Since the presidential election, this sentiment has grown from a restrained grumble to a primal roar. Graphic analogies abound comparing this new administration and its policies to despots and dictators that historians love to hate. There are heartrending reminders of the USA’s bleak record of the treatment of immigrants, minorities, and the poor, and loud lamentations of the country’s love affair with kneejerk isolationism. Underneath is a sense that historians accustomed to being pooh-poohed are preparing to watch everyone repeat the past.

But we are not “doomed to stand by helplessly” — as the cartoon puts it. Modern historians can give us critical perspective on radical and repressive politics in the modern world, on globalization, and on the American state. But we also can and must understand this moment as part of a longer history, of centuries of debate about who we are and what we can be; how religions and political ideas have been related; what justice, reason, and faith mean. As the political landscape shifts, we need the perspective time provides to do more than merely react.

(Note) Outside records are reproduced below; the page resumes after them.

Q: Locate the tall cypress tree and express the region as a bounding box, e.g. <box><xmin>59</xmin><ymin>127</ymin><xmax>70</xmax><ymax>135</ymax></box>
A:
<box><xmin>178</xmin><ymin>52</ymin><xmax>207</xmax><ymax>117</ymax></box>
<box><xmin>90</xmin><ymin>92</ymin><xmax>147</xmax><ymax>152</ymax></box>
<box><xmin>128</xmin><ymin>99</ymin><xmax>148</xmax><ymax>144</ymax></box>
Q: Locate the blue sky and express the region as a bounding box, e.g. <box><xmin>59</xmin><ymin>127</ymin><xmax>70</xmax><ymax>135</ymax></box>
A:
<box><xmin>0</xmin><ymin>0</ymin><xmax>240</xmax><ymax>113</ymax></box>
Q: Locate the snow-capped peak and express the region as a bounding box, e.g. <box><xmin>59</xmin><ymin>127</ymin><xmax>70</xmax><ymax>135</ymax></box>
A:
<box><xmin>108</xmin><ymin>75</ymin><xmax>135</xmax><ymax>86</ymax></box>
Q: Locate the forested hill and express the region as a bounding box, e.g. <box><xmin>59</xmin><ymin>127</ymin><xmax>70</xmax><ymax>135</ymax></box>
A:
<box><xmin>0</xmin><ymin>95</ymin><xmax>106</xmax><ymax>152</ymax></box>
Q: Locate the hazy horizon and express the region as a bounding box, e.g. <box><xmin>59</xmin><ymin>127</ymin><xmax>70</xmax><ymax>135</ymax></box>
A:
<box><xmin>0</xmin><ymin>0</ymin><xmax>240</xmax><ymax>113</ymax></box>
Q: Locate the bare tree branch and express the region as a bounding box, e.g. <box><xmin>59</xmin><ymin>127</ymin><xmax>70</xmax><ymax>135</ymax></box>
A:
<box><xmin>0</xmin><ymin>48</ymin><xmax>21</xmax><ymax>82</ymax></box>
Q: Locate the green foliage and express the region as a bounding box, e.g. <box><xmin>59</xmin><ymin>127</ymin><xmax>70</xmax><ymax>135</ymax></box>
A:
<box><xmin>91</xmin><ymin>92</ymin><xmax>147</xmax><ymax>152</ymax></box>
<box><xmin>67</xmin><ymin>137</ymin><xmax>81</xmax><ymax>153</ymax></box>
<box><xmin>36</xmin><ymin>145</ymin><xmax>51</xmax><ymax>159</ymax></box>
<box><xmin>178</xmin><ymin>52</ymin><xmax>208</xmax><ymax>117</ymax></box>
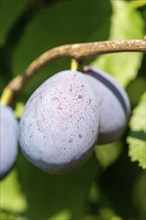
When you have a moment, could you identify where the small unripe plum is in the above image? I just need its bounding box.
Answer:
[19,70,99,174]
[84,66,130,144]
[0,104,18,179]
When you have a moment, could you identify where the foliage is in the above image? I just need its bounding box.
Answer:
[0,0,146,220]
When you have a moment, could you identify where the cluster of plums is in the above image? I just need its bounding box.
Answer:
[0,66,130,178]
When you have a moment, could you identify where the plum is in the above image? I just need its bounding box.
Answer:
[84,66,130,144]
[0,104,18,179]
[19,70,99,174]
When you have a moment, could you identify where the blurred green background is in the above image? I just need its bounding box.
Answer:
[0,0,146,220]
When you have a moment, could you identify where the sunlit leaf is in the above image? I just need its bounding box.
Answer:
[13,0,112,100]
[92,0,144,87]
[0,170,27,213]
[127,92,146,169]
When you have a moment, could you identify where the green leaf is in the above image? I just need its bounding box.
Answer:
[0,0,29,45]
[13,0,111,98]
[0,170,27,213]
[127,92,146,169]
[0,155,98,220]
[95,141,122,168]
[92,0,144,87]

Much of the agitated rhetoric at present is fueled by a mix of shock and disbelief that the reality we confront does not neatly conform to cherished stories of progress. How can modern culture and politics prove so fallible, in some cases disastrous? There is incredulity that people in the early-21st century West are prone to the same faults as people in the past, who are customarily dismissed with what C.S. Lewis termed “chronological snobbery.” This attitude has long been a part of our thinking. Already in the 19th century, Nietzsche critiqued the complacency bred during a period of relative comfort and peace that nourished the notion that liberal society had overcome a propensity to believe the lies it confidently condemned when seen in previous generations. Just over a century later, the same self-congratulation undergirds claims that the progressively advanced Better Angels of our Nature and a ballyhooed End of History, buoyed by liberal democracy and capitalism, have us poised to supersede past ills and injustices.

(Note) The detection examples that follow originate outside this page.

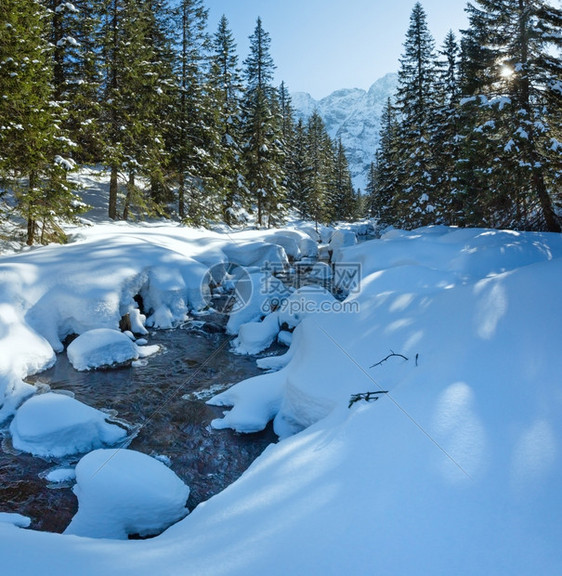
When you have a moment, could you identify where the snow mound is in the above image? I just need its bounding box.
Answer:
[65,449,189,539]
[10,392,127,458]
[232,312,279,354]
[66,328,139,371]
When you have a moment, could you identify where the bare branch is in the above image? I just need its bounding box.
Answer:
[369,350,408,368]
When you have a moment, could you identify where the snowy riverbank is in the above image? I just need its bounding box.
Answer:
[0,219,562,576]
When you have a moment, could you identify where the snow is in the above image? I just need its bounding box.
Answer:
[10,392,127,457]
[66,328,159,370]
[0,218,562,576]
[65,449,189,539]
[232,312,279,354]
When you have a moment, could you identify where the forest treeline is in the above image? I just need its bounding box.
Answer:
[368,0,562,232]
[0,0,562,244]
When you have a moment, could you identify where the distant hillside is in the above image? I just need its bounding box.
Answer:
[291,74,398,190]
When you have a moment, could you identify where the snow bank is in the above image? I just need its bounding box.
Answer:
[65,449,189,539]
[10,392,127,457]
[232,312,279,354]
[66,328,139,370]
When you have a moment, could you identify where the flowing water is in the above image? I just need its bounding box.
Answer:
[0,322,284,532]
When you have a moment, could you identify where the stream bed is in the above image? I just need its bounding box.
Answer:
[0,322,285,532]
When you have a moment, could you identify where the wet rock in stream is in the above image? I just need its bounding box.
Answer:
[0,325,284,532]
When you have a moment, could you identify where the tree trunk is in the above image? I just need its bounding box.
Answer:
[108,166,118,220]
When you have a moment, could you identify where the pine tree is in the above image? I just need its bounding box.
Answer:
[330,138,358,221]
[278,82,296,208]
[431,30,462,224]
[304,110,335,226]
[458,0,562,231]
[394,2,435,227]
[368,98,402,225]
[287,118,311,219]
[209,16,248,225]
[0,0,80,245]
[169,0,214,225]
[243,18,286,226]
[101,0,170,219]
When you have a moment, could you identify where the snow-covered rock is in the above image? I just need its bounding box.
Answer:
[66,328,139,370]
[279,286,337,328]
[65,449,189,539]
[10,392,127,457]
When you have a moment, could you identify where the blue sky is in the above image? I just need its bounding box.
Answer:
[205,0,467,98]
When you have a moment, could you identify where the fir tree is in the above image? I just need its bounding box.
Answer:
[330,138,358,221]
[209,16,248,225]
[287,118,312,219]
[243,18,286,226]
[368,98,402,225]
[394,2,435,227]
[461,0,561,231]
[431,30,463,224]
[304,110,335,227]
[170,0,213,225]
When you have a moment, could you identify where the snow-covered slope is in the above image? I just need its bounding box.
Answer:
[0,225,562,576]
[292,74,397,190]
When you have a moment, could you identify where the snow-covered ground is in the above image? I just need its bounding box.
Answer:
[0,202,562,576]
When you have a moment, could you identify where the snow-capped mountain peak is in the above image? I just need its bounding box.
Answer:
[291,74,398,190]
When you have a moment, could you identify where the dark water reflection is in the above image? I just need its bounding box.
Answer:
[0,324,283,532]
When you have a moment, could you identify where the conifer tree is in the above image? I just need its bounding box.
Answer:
[0,0,83,245]
[330,138,358,221]
[368,98,402,225]
[287,118,311,219]
[458,0,562,231]
[431,30,462,224]
[170,0,214,225]
[243,18,286,226]
[100,0,171,219]
[304,110,335,226]
[209,15,248,225]
[278,82,296,207]
[394,2,435,227]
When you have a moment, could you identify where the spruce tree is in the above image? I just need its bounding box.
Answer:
[458,0,562,231]
[101,0,170,219]
[243,18,286,226]
[368,98,402,226]
[305,110,335,227]
[431,30,463,224]
[287,118,312,219]
[330,138,358,221]
[169,0,214,225]
[0,0,84,245]
[394,2,436,227]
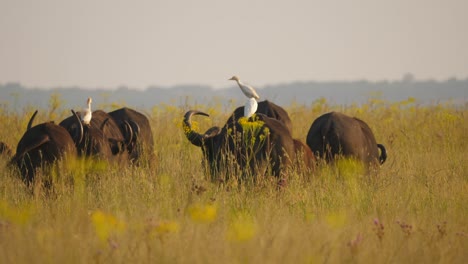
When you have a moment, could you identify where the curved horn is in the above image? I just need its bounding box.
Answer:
[183,110,209,147]
[377,144,387,165]
[122,121,133,145]
[26,110,37,130]
[71,109,83,144]
[101,118,109,131]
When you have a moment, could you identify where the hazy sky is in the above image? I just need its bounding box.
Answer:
[0,0,468,89]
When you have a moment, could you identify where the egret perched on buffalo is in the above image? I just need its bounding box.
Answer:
[229,75,260,118]
[81,97,93,125]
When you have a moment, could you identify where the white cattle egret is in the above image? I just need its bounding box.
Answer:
[244,98,258,118]
[81,97,93,125]
[229,75,260,99]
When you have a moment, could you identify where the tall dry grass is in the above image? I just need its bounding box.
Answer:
[0,98,468,263]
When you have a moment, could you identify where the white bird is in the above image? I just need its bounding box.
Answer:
[229,75,260,99]
[81,97,93,125]
[244,98,258,118]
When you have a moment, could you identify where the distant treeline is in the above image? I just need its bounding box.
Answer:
[0,78,468,111]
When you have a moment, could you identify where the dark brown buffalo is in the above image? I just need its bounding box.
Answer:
[184,108,295,180]
[226,100,292,135]
[0,141,12,157]
[59,110,128,162]
[109,107,154,164]
[307,112,387,166]
[10,111,76,184]
[293,139,317,172]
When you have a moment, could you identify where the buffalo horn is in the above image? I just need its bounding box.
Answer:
[122,121,133,144]
[71,109,83,144]
[27,110,37,130]
[377,144,387,164]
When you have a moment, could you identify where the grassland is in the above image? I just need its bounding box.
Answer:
[0,97,468,263]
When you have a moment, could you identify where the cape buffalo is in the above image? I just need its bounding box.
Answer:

Image courtesy of Unsplash

In contrast, historians of all people (should) know that the human story is a struggle of truth, love, justice, and light against lies, hatred, injustice, and darkness, in every generation. Those on the extremes — both right and left — easily forget this. History is valuable not so we can congratulate ourselves for relentless progress, or bemoan decline. History displays how beliefs and prejudices have developed and been utilized, and how we understand ourselves — -both now and in the past — by crafting narratives. History reveals people at their best and their worst, perpetrating gory massacres and producing glorious artistic masterpieces.

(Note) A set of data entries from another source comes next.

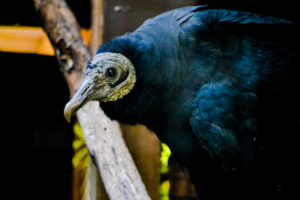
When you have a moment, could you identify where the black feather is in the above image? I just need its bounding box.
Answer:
[92,6,300,199]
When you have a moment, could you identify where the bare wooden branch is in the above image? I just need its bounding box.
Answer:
[33,0,150,200]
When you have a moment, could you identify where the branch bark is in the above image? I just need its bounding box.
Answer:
[33,0,150,200]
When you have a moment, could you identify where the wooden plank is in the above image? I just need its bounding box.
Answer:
[0,26,91,56]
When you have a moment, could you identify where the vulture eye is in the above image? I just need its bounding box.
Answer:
[106,68,117,78]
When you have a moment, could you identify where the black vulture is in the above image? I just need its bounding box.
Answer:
[65,6,300,199]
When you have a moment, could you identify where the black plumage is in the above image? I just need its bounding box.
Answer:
[69,6,300,199]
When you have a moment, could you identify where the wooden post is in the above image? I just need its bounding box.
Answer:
[121,124,160,200]
[33,0,150,200]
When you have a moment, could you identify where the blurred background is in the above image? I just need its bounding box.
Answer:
[0,0,299,200]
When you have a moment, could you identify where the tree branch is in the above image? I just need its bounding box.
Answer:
[33,0,150,200]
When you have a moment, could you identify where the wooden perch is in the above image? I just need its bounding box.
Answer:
[33,0,150,200]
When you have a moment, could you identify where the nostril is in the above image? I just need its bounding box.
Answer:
[81,85,90,94]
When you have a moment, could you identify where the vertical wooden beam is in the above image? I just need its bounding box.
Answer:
[33,0,150,200]
[121,124,160,200]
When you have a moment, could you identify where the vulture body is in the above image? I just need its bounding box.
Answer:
[67,6,300,199]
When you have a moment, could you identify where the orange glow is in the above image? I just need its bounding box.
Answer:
[0,26,91,56]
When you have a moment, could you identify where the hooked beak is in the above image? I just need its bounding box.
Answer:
[64,80,96,123]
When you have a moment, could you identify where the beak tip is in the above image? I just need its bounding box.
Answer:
[64,101,77,123]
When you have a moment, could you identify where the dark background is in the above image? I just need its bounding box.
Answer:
[0,0,299,200]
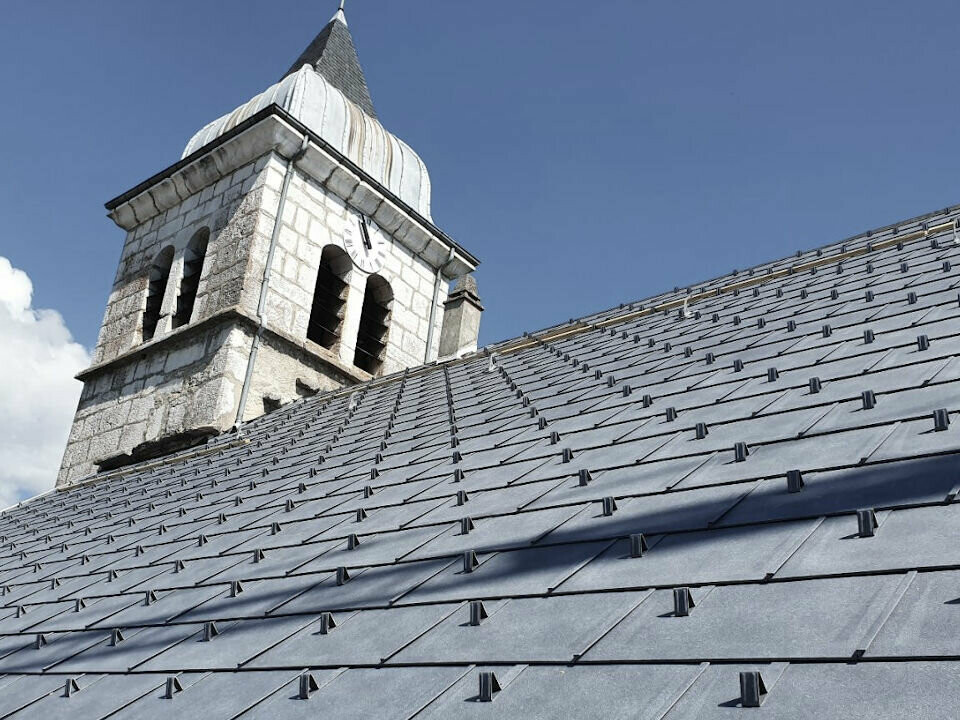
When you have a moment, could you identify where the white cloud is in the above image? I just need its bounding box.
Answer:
[0,256,90,509]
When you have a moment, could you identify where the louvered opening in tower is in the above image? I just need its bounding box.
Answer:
[307,245,350,350]
[173,228,210,328]
[143,247,173,342]
[353,275,393,375]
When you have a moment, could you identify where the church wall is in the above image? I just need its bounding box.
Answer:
[266,166,447,374]
[93,156,277,365]
[58,147,447,485]
[57,322,251,486]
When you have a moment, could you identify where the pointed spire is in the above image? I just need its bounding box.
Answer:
[284,0,377,118]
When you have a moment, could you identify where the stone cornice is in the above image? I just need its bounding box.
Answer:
[76,307,373,383]
[106,105,480,277]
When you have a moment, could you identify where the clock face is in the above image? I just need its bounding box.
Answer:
[343,215,387,273]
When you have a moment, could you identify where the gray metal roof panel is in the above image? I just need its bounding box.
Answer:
[0,210,960,720]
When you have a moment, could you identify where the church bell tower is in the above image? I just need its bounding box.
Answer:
[57,6,482,486]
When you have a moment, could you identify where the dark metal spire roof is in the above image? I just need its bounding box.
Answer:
[283,7,377,117]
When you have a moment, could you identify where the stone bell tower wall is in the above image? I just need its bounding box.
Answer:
[58,117,472,485]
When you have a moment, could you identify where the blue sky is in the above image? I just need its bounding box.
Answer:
[0,0,960,347]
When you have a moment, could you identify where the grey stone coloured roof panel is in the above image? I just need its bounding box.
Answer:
[0,211,960,720]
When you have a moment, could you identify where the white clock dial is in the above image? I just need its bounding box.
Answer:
[343,215,387,273]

Every act of remembering, stating facts, and acknowledging moments of faith and courage or cowardice and betrayal is a way of engaging in this centuries-long struggle. This is especially important when we hear about “alternative facts” — many of them based on false histories. For a generation that questions facts, recounting them — both those that are inconvenient and those that are inspiring — is an important act. It bolsters resistance against pervasive misrepresentations and fabrications. These concern the United States, and the world, as well as major religions and their adherents.

Historians can show that we have debated the demands of justice in every era. No one who reads Thucydides could mistake the consequences of mistreating allies; history makes clear the way demagoguery fed on a crumbling Roman Republic. The fate of any official who questioned Henry VIII’s power plays is eerily familiar. The political consequences of contested interpretations of faith are clear in the long histories of Christianity and Islam; centuries-old debates among believers shape the world today.

History is not a story of inevitable progress. It shows successes and failures. Knowing about both is important, to remind us that we must take stands, to remember what we have achieved at times in the past by doing so, and, sadly, what happens when we do not. The choice matters not just now, but for the future.